Compared to the V3+ it surprisingly is less clean and precise. Complex passages on the V3 can sound messy more easily, while this isn’t the case anymore with the V3+. It manages “more” with better separation and precision, keeping everything clean and well articulated.
That being said, you can clearly hear these two are very close to each other and they share the same sound signature. The V3+ version however is technically better even though the normal V3 was very good already (it still is).
8. Driveability & Sources
The Mason V3+ is easy to drive but it at he same time will also show you just how good or bad your source (and file quality) is. I strongly suggest to use a good DAP or (USB) DAC/AMP but it doesn’t really need any specific amplification.
Personally I have mostly listened to the Mason V3+ with the Astell & Kern SP2000 DAP, as well as with the Chord Hugo 2 and AudioQuest DragonFly Cobalt. The Mason V3+ sounds great from all of these, but it will also show you the typical characteristics of the amp/source.
I would not recommend pairing the V3+ with bass heavy and overly warm sources as that might mess up the intended tuning too much. With the DB-GO module and double cable, you already have many different sound signatures to choose from.
If you remember from reading the V3 review, you’ll know the V3 is featured on our Best CIEM list. The new V3+, even though more expensive, is a better/improved version of that CIEM and as such it will replace the V3 on our best buy list.

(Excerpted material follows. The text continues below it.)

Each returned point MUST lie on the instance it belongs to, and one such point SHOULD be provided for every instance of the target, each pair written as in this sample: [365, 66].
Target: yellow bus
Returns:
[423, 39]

What an exceptional monitor the Unique Melody Mason V3+ is. I was expecting a lot as I already love the Maestro V1 and the V3, but the Mason V3+ is the best so far.
The Mason V3+ plays well with all the sources I used it with and it certainly is one of the very best CIEMs on the market at this point. A top quality monitor with these high end qualities doesn’t come cheap, but what you get in return is one of the very best IEMs out there.